Wohl schon die Kinder von Fans der ersten Stunde?
Ganz sicher. Das liegt auch an der neuen Verfügbarkeit, etwa durch Myspace oder Youtube.
Bei "Komm in meinen Schlaf" ist Ria, die Frontfrau von Eisblume, jetzt sogar Gastsängerin auf eurem Album
Wir haben auch andere Sängerinnen angehört. Ich habe dann zusammen mit Bodenski aus rein künstlerischen Gründen eine Lanze für sie gebrochen. Ihre Stimme klang am besten, die Souveränität, mit der sie die Höhen singt. Das war eine künstlerische Entscheidung.
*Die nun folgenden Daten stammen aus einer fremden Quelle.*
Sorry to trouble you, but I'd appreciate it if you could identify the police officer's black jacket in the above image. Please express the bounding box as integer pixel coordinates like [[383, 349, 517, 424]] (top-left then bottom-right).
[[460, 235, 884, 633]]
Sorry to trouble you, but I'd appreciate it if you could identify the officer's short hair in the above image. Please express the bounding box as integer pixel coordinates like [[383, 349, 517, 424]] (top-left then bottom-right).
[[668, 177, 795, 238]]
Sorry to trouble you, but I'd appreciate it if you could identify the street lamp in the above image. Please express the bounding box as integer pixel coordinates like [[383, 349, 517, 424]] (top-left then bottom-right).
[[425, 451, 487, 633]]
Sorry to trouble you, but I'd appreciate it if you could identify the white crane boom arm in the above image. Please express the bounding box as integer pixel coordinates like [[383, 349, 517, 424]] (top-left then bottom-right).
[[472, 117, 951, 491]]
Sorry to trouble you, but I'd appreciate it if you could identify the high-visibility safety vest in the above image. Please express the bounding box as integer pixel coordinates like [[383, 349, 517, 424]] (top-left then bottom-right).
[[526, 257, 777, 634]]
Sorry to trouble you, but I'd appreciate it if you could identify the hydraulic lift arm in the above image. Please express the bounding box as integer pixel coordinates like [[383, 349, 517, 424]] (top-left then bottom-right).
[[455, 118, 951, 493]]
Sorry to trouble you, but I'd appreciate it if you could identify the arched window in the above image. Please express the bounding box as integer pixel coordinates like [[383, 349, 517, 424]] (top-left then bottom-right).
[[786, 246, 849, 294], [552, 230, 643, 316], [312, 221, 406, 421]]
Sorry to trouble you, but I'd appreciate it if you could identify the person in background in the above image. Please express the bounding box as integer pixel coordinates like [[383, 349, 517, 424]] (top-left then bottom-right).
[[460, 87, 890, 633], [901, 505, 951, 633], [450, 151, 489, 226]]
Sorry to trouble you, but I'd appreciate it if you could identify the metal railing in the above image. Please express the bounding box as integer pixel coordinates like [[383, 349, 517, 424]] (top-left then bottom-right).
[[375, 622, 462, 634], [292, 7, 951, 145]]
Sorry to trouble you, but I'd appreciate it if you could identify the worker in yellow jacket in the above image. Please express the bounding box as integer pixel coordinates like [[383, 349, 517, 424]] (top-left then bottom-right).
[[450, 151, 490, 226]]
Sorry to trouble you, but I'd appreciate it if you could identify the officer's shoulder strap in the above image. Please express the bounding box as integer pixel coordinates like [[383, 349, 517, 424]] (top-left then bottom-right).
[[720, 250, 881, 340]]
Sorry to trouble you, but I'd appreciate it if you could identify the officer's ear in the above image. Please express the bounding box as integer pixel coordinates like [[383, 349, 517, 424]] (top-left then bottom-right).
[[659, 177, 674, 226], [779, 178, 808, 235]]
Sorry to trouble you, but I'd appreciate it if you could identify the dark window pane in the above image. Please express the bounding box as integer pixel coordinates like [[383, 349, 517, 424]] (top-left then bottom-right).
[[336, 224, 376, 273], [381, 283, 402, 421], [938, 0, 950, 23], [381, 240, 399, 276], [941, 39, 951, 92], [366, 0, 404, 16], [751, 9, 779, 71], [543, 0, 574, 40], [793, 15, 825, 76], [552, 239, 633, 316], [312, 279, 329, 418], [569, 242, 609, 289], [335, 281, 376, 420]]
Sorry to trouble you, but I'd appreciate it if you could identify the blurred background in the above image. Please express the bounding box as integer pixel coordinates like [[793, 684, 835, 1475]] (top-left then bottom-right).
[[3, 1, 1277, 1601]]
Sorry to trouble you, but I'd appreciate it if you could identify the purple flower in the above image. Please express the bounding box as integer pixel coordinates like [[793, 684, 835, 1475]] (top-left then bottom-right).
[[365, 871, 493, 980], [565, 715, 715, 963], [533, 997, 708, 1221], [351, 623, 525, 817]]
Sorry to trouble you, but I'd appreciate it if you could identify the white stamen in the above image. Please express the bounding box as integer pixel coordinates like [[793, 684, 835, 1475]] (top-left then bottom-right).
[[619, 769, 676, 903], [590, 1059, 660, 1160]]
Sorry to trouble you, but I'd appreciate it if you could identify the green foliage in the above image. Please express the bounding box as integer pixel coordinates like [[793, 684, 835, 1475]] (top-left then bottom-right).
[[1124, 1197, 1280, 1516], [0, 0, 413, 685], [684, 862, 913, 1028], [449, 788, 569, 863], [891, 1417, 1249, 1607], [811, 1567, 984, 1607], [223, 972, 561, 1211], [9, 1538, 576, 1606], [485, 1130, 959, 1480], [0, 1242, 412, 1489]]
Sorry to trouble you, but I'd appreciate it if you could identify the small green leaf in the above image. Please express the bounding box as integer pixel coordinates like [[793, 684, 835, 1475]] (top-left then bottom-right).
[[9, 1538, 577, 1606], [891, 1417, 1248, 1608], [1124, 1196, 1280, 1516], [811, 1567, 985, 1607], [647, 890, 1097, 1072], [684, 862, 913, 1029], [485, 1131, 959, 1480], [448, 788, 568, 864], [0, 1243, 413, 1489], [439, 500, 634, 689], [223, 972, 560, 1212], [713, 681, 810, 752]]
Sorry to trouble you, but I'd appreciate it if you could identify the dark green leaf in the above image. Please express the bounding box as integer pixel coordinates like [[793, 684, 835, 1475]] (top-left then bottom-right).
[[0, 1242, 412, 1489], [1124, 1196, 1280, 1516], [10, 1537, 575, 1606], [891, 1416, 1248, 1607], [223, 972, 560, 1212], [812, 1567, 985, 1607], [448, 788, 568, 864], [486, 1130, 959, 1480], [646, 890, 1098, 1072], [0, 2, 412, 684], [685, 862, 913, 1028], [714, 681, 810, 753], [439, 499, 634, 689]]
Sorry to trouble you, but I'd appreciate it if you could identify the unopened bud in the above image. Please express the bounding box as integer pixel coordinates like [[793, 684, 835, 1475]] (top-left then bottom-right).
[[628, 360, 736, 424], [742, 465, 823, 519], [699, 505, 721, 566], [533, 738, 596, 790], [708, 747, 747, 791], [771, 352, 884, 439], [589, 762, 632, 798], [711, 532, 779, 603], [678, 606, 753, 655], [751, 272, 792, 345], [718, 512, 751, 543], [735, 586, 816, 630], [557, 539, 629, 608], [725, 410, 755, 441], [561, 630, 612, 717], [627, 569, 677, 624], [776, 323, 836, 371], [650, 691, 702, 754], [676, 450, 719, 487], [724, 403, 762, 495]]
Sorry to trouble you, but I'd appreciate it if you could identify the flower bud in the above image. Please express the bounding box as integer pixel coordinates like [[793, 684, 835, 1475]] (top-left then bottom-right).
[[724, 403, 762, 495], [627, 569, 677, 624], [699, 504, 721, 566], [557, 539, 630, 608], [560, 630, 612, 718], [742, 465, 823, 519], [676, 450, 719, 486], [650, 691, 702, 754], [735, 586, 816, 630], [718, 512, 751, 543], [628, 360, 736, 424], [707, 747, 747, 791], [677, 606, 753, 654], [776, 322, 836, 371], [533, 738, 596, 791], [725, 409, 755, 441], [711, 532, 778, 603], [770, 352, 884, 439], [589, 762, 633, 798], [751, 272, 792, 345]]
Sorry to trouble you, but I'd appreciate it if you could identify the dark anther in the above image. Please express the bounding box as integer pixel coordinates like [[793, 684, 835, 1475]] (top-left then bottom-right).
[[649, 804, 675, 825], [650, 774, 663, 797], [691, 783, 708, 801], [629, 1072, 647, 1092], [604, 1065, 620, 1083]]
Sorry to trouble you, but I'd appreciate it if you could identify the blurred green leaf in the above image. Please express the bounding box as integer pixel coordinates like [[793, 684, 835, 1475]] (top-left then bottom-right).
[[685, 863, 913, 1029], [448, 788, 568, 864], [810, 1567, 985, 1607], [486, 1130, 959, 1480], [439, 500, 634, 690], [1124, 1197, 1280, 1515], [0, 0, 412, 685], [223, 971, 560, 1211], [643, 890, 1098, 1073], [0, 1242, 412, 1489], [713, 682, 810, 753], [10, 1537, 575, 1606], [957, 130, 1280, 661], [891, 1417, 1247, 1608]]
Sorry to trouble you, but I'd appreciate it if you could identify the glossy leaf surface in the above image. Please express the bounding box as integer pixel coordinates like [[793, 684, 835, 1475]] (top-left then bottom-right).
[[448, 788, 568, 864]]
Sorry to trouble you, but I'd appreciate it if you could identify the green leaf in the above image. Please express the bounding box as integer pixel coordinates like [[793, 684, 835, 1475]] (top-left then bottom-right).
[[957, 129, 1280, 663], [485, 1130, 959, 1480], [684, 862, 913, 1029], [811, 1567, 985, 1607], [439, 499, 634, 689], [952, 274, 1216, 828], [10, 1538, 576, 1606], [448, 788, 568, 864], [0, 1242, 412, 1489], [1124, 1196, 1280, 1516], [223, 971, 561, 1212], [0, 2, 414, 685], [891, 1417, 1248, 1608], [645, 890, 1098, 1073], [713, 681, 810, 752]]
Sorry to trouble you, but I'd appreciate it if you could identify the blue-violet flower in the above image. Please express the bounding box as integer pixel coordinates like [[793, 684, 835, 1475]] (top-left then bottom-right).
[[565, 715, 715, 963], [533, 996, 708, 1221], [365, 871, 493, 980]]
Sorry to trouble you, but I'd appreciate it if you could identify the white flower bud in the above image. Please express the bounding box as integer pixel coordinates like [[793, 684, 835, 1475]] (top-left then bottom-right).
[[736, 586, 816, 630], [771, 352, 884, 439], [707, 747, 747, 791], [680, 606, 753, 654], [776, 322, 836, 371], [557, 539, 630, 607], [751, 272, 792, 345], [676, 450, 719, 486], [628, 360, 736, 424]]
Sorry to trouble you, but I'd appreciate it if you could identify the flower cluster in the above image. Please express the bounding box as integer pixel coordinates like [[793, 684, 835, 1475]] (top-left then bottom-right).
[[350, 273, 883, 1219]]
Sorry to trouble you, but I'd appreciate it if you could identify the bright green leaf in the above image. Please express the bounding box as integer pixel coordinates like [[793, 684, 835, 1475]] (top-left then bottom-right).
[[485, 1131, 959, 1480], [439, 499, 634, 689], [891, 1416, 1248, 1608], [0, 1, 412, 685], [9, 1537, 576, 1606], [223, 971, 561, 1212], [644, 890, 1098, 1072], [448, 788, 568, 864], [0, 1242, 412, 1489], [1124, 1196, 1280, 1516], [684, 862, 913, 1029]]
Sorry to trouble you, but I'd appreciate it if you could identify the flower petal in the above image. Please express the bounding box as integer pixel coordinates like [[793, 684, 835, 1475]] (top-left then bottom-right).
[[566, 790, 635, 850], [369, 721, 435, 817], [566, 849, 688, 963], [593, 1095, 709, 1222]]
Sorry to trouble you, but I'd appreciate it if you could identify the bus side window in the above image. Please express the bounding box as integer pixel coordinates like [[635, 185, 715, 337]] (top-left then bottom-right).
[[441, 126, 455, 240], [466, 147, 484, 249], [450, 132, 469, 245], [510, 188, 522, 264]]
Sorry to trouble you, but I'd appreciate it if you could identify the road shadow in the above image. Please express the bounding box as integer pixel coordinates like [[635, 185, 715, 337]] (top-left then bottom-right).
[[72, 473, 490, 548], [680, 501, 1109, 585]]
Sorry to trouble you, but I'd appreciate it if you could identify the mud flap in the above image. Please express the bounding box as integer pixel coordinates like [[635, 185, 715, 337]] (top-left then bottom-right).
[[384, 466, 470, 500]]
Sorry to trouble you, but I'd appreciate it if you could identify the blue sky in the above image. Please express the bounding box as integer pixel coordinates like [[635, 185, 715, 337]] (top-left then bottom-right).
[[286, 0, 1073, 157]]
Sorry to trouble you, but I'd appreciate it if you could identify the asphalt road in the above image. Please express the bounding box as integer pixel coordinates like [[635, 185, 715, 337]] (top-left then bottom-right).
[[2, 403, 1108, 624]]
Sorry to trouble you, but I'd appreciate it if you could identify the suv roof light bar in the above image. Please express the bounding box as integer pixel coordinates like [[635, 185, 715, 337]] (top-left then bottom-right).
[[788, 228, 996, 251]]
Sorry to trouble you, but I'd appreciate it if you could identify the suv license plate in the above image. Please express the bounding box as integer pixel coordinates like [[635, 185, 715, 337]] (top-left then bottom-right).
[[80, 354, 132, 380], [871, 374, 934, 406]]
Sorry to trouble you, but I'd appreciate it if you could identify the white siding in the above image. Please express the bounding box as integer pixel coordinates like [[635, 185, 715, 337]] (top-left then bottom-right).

Im Pressetext heißt es, nach dem "Dauerstress" der letzten Jahre würdet ihr nach der Apriltour erst mal eine "verdiente Pause" einlegen. Muss man sich Sorgen machen. Leidet ihr an Burnout?
Da muss der Pressetext falsch formuliert sein. Das ist so zu verstehen, dass wir in diesem Jahr nicht wie in den letzten den ganzen Sommer spielen, nicht jedes Pups-Festival mitnehmen. Wir spielen vier große Festivals und machen mal keine Oktobertour, sondern nur die Weihnachtstour. Das ist alles. Und im nächsten Frühjahr werden wir eine geile Akustiktour spielen und wieder alle überraschen.
Und was macht dein Soloprojekt?
Am 5. Juni kommt meine Solo-DVD, mein nächstes Album im September.